Hell, I even hear CultMan is coming this time! All I can say is, 'It's about damn time!!!'  :)

So for those out there in Model-Loving-Land, what can we do to entice you who haven't been to a large model show, or never made it to CHILLER, to make the trek this October?! (Okay, okay... let me say it right now! NO, I ain't gonna pay your way, so drop those thoughts right NOW!!)

I can promise you a full fun-filled three days of activity though!! I'd be happy to take you around on a personal tour, where you'll actually get to meet many of the names you see each and every day on the 'Net! And it goes without saying that if you offer me a drink, I'll accept!!

(Do I have you reaching for the airline & reservations desk yet?!)

What if I threw in a great big bear-hug delivered by our own Diceman!!? (Sure, you'd probably want one from Suzie, instead, but don't hold your breath!! I already reserved all of them for myself, so forget it!!) How about a taste of the best, (and most original) beef jerky, this side of Heaven??! (Mouth's watering, ain't it?!) Okay, okay... since this might be your FIRST ever CHILLER show, and it is October after all, guess I'll have to pull out all the stops, uh?! What if I offered the once-in-a-lifetime opportunity to see A) Bernie Wrightson just after he gets his hairy ass outta bed and before he stumbles down to fill his face, or B) Mike Kaluta, who would scare a Wookie out of his skin when seen prior to his first cup of klava in the morning?! Hey, this is precious stuff here, folks!!

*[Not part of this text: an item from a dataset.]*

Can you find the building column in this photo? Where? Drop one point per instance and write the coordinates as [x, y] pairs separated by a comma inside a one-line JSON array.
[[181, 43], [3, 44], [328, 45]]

What if we announced there'd be a raffle held on Saturday night, and the winner wins a big eight inch comb and gets the honor of combing Aranjo's hair?! (Or at least see if one can hold on to the comb in the close vicinity of Caliban's hair??!) Same difference! Or a pool on which day Diceman's sugar levels will hit sporadic levels and his eyes do that funny little dance and you cheer them on in their attempt to roll completely around, 360 degrees!!! If poor, pathetic Diabetic-Watching sports aren't your thing, (you KillJoy, you!) then we can have a separate pool on the amount of coffee Wayne 'The Dane' Hansen drinks in a three day period!

I got ya with the comb, didn't I??

The interest level's going up! Yea, yeah.... I can see the flicker in your beady little ratty eyes, there, buddy!!

Okay! Here's the kicker!!! This will get you heading for the garden spot of the America's before you can say T-O-N-Y S-O-P-R-A-N-O and B-A-D-A   B-I-N-G!! After we escort you to the #1 PRIME spot on the music tent floor, and you party your silly ass off til 0400 hours in the morning (not to worry... it's really only 0300... well, hell, 0400, cuz you only think you're being smarter than time itself!) we'll not only let you sleep in til 8 o'clock A.M., but we'll talk Suzie into getting you one of those big, hunking 16 oz DUNKIN DONUT coffee's just the way you like it, come Sunday morning!!!

And you'll need all the coffee you can take, believe you me!! Because then I'll take you over to Robb "Whose the Man' Rotondi, who spent the night before right next to your drunken ass, chewing on garlic balls like they were Bazooka BubbleGum!! We'll buzz over to Dave "Belly Laughs" Skelley's table and see if we can lift the last of his beef jerky, and after we clean up your 'mistake' off the floor, we'll get down to some serious buying spree action, Mo'Fo'!!

We both know damn well these fools behind the Dealer Tables are as hung over as we are, and looking forward NOT IN THE LEAST to humping all their stock back home again!! All those kits we've been drooling over the past year, will go for a song!!! Trust me!!!

Hell, if our silver tongues don't work their spells on um, we can always say we're Diceman & Webb and we need some review copies for the mag!! Piece of cake, man!!

That did the trick!!! Now go over to that calculator, figure out how many weeks from now til October, 26th... times the meager amount of money you make per hour, and you can see right there in that little glowing window that you have MORE than enough moola' to make it over to E. Rutherford, New Jersey!!! ...and still have enough left over to buy me a drink or two!!

See!! All we needed was a plan, man!!